Simple, but deceptively simple

“When I was first involved with the S3 Cell Sorter project, one of my worries was that it would be dumbed down,” Oxford says. “That somehow, because it was very simple there wasn’t the power behind it that other sorters had—especially the sophistication that the bigger cell sorters had.”

The S3 Cell Sorter is simple, in one sense. Because of improvements in everything from electronics to optics, Propel Labs were able to fit all the components of a cell sorter into a benchtop instrument. However, what’s inside the simplified exterior is far from dumbed down.

“The key to understanding the S3 Cell Sorter is in understanding where its simplicity comes from,” Oxford says. “It’s not going to replace the high-end multicolor, multi-laser cell sorting systems out there. The S3 Cell Sorter has two lasers, four colors, but it does those kinds of sorts very well. You’ve got the same high-speed electronics, the same Hamamatsu photomultiplier tubes, and these will give you the same sensitivity as a four-color sort on one of the larger systems.”

The ProSort software interface also serves to conceal the powerful processes going on in the background. “There can be tens of thousands of cells coming through per second that all have to be processed, analyzed, sorted,” Fox says. “There’s image recognition going on to keep the stream stable as it tries to change over time and temperature. There’s so much going on but when you look at the software you tend to forget about it, which is really the point of the system in the first place.”

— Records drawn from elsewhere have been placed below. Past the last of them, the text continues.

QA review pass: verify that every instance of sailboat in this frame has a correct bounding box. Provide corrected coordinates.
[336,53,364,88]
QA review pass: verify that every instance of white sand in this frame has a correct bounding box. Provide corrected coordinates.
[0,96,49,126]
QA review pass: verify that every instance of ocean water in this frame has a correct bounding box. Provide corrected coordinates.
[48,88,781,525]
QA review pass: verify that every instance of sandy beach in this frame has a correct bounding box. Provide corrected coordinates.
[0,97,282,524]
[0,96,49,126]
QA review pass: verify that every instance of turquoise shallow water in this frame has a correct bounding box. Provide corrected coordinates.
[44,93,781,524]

To achieve this deceptive simplicity, Propel Labs brought in a team of software developers with one specific requirement: no experience with flow cytometry. “They would stop and ask all these questions,” Fox says. “Why do we do it this way? We’d answer, ‘well…because that’s how we’ve done it for 15 years.’ But is that the right way? So we’d have to stop and question our assumptions. And that way we had a total rethink of the best way to make software for sorting cells.”

Better results for researchers

“I think it’s much better for researchers to be able to run samples themselves, whenever possible,” says Oxford. “If they understand the instrument better, they understand their data better. That gives them a window into doing more science, they’ll do more experiments, and they’ll do better science.”

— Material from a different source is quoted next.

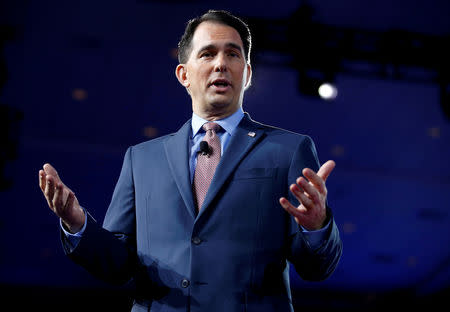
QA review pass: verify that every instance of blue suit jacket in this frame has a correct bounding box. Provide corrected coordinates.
[63,115,342,312]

Susan Hunter of Propel labs and Bio-Rad engineers

Susan Hunter (blue jacket), an engineer from Propel Labs, consults with Bio-Rad engineers on the Bio-Rad manufacturing floor.

By automating formerly complex processes like drop delay calculation, by streamlining the fluidics and electronics into a benchtop instrument, and by creating a simple interface that doesn’t require a trained technician to operate, the S3 cell sorter opens the door to this greater involvement by researchers who aren’t also flow cytometry experts.

“With the S3 cell sorter, now we have an instrument that allows the investigator to put their cells on the sorter and let the computer monitor the sorts, monitor the breakoff, move the tubes, do the really tedious parts of sorting,” Oxford says. “We can get back to the elegant parts of research: designing the experiments, working with applications and doing what we’re really excited about doing.”